Q: You'll also be developing new algorithms. What questions will these AI tools address?

CV: A key aim of the center is to deliver next-generation machine-learning technology for answering some of the unresolved questions in climate science. We’ve seen many exciting advances in AI lately, but there are still key obstacles to overcome. For example, current algorithms excel at identifying patterns in data, but they often make projections that violate basic laws of physics. Further, large datasets provide the best results, but for many physical and biological processes, collecting this much data is either impractical or too expensive.

To solve these challenges, LEAP researchers will investigate how to deeply embed physical knowledge into state-of-the-art machine-learning models, thereby allowing systems to identify causal relationships, make do with less data, and reliably generalize to new situations. 

Q: Deep-learning algorithms can find patterns and correlations in big datasets but can't tease out cause and effect relationships. How would algorithms equipped with causal reasoning help to improve climate models? 

CV: Cause-and-effect reasoning is crucial for the models to capture why different physical and biological events happen. For a simple example, standard machine-learning methods tell us whether clouds and rain are related, but not much more. Machine learning with causal reasoning will tell us whether the clouds actually created the rain, and whether more clouds will create more rain. Embedding causality into the models will be pivotal for planning adaptation strategies to different climate processes.

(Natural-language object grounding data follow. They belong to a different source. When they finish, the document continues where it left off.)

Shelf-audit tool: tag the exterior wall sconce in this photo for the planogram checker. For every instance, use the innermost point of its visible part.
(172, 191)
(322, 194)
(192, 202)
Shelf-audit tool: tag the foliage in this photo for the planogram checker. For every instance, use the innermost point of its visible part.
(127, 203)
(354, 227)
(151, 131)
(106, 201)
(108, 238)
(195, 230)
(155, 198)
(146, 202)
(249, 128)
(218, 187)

Q: Humanity is also unpredictable. It's unclear how much national economies will grow, and how much more greenhouse gases we'll pump into the air. The transition to clean energy could off-set some of our growth-related emission increases. How much does this uncertainty affect climate projections?

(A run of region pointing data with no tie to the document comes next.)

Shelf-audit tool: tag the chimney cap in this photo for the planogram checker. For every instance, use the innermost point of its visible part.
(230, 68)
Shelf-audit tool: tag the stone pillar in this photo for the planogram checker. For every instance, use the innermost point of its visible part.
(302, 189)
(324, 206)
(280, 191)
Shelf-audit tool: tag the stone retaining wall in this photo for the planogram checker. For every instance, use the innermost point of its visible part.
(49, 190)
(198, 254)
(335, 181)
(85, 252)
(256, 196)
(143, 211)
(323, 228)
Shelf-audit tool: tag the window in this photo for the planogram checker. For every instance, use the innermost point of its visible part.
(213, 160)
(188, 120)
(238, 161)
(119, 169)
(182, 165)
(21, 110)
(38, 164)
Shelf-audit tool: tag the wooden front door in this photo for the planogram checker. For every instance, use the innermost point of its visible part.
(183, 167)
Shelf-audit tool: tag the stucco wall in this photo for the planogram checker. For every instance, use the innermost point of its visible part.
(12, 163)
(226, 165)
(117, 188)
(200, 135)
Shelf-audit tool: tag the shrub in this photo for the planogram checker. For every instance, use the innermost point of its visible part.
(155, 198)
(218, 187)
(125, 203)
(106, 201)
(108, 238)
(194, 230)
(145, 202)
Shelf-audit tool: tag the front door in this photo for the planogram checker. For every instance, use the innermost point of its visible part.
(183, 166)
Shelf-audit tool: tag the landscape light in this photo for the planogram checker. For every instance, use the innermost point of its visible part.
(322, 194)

GM: There is no doubt that our emissions of carbon dioxide and other greenhouse gases are driving climate change. The most important action we can take is to cut emissions as rapidly as possible. But carbon dioxide stays in the air for a long time, and thus any changes we make today to reduce emissions or remake our energy infrastructure won’t have much of an impact until at least 2050. In the meantime, we must adapt to the warming set in motion by current and future emissions. Our center is focused on making climate projections that can help guide the difficult decisions that will need to be made in the next few decades regarding climate adaptation. Right now, we’re focused on uncertainties in the models.